Het is wat negatief om te zeggen dat vroeger echt alles beter was, maar voor de Spaanse competitie kan dat gerust wel gezegd worden. In 2000 was Deportivo La Coruña bijvoorbeeld kampioen geworden. Real Madrid had dan wel de Champions League gewonnen, een vijfde plek in de competitie was domweg armoedig. Het vormde de opmaat voor het Galácticos-project, waarin iedere zomer een nieuwe superster naar het Bérnabeu moest komen. De eerste vis in de zee was maar meteen de sterspeler van de aartsrivaal.
Hoe harder uit Camp Nou klonk dat Figo niet te koop was, hoe duidelijker het tegendeel werd. Figo stapte uiteindelijk over naar Madrid voor het duizelingwekkende bedrag van tien miljard Spaanse peseta's, zo'n zestig miljoen euro. Waar in het hedendaagse voetbal spelers haast achteloos kunnen rondspringen tussen mannen met dubieus vergaarde fortuinen die ze een paar flappen meer bieden om bij zijn, meestal van enige identiteit of traditie gespeende, club te tekenen, was de transfer van Figo een staaltje politiek met grassprieten.

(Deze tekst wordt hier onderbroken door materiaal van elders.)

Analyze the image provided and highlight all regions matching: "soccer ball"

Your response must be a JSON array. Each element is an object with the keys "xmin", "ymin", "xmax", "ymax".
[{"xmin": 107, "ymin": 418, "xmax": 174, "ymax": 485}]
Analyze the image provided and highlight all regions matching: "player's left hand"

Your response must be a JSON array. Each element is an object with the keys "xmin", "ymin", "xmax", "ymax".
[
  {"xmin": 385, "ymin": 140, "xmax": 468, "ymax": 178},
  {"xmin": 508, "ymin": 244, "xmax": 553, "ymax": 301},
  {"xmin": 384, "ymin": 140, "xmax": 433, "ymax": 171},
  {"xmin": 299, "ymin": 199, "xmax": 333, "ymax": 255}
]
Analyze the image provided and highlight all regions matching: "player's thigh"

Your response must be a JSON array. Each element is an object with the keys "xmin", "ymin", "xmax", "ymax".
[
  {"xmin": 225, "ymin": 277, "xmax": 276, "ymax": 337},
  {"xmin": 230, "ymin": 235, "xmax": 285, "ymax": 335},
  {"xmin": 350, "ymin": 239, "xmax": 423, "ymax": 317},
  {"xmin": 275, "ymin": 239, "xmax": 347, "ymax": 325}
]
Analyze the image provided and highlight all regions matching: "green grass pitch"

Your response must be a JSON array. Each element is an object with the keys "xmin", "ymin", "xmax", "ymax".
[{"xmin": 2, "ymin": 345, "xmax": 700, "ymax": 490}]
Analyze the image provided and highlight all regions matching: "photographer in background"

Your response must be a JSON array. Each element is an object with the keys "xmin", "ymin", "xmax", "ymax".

Ambachtelijke politiek wordt uitgevoerd in programma's als het Lagerhuis, waar beschaafde mannen met beschaafd uiterlijk elkaar beschaafd laten uitspreken. Dat ligt in het voetbal ietwat anders, maar zeker in 2000 werd er op tribunes wel degelijk politiek bedreven. Waar FC Barcelona nu gewillig miljoenen binnenharkt uit het volslagen immorele Qatar om zo hun belastingontduikers te bekostigen, was de club destijds een geloofwaardig bepleiter van de Catalaanse zaak, hoewel het publiek daarin nogal doorschoot op het moment dat Figo Camp Nou weer betrad.
Uit wat de gevallen held van het Camp Nou allemaal naar zich toegegooid kreeg kan een middelgrote onderneming een prima kerstpakket samenstellen voor hun werknemers. Een geloofwaardig alternatief voor een kerstpakket - lekker met het voltallige personeel sushi gaan eten in een Japans restaurant in het mooie centrum van Barcelona, werd daarbij de kop ingedrukt. Het restaurant in kwestie stond tenslotte op naam van Luis Figo.
Waar het eerste bezoekje aan Catalonië Figo al kwam te staan op een regen aan telefoons, munten, sinaasappels en aanstekers, werd het twee jaar later nog bonter. Behalve een flessenregen waarmee een beetje kroeg aardig geholpen zou zijn(er lag zelfs een fles Jack Daniels op het veld), werd Figo zoals bekend ook met iets nog macabers bestookt. Waar je anno 2017 voor iedere toevallig passerende Eredivisiewedstrijd binnenstebuiten gekeerd wordt, zag iemand destijds kans om een varkenskop naar binnen te smokkelen.
Hoewel niemand zit te wachten op een terugkeer van de rivaliteit in die donkere vorm, is het niet moeilijk om enige nostalgie te voelen naar toen voetbal ook op topniveau nog ruimte bood voor idealisme.